Terkait perusahaan modal ventura korporat, laporan Southeast Asia Startup Ecosystem 2.0, menyebutkan, pada 2010 hanya ada 10 instansi. Pada 2020, jumlah perusahaan modal ventura korporat naik menjadi 58 instansi. Mereka berlatar belakang, antara lain, korporasi telekomunikasi dan perusahaan keluarga. Sepanjang 2020 mereka berkontribusi sekitar 8,7 persen dari semua transaksi perusahaan modal ventura di Asia Tenggara.
CEO BRI Ventures Nicko Widjaja menjelaskan, sekitar satu dekade lalu, perusahaan modal ventura yang pertama kali berinvestasi di usaha rintisan bidang teknologi Indonesia berasal dari Jepang. Pada saat itu, suku bunga yang mereka tawarkan hampir nol persen. Pada tahun yang sama, perusahaan modal ventura dari Indonesia hanya empat instansi.
Akan tetapi, 2-3 tahun terakhir, perusahaan modal ventura marak berdiri di Indonesia. Bekerja di sana menjadi bagian pekerjaan yang diidamkan pencari kerja yang sebelumnya lebih memilih bekerja di firma konsultan atau korporasi pada umumnya. Hal ini, menurut Nicko, masih terjadi sampai sekarang.
Partner Golden Gate Ventures Michael Lints, penulis utama laporan itu seperti dikutip oleh Tech Crunch (15/6/2021), mengatakan, Golden Gate Ventures memperkirakan total 468 perusahaan rintisan bidang teknologi melakukan strategi exit selama kurun 2020-2022. Jumlah ini lebih besar dibandingkan dengan proyeksi yang ada di laporan edisi tahun 2019. Penyebabnya, jumlah investor yang berinvestasi di fase lanjut usaha rintisan bidang teknologi lebih banyak, termasuk investor publik dan perusahaan cangkang yang didirikan khusus untuk menggalang dana melalui penawaran umum saham perdana atau SPAC.

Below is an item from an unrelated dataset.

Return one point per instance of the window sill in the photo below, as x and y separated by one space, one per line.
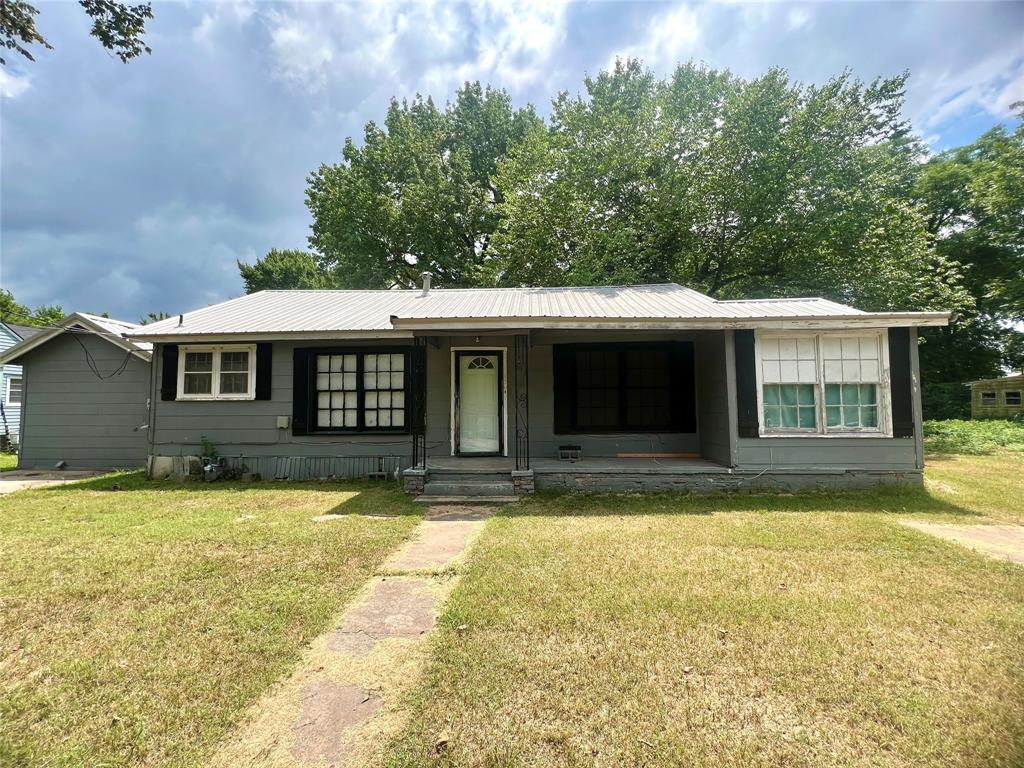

Strategi exit merupakan strategi yang dipakai oleh perusahaan rintisan bidang teknologi untuk memaksimalkan keuntungan atau meminimalkan kerugian. Wujud implementasi strategi exit bisa merger, akuisisi, dan penawahan umum saham perdana (IPO).
Meski demikian, dia mengamati, di Asia Tenggara, masih tersedia peluang lebih banyak mencari putaran pendanaan. Hal ini menandakan ekosistem usaha rintisan bidang teknologi di Asia Tenggara semakin matang.
Ketika pandemi Covid-19 berlangsung sejak 2020, jumlah kesepakatan menyuntikkan investasi ke usaha rintisan bidang teknologi yang sedang fase awal pertumbuhan (pre-seeds dan seeds) menurun. Sebaliknya, kata Lints, usaha rintisan yang telah masuk fase berkembang lebih cepat memperoleh pendanaan baru untuk membuat mereka membesar.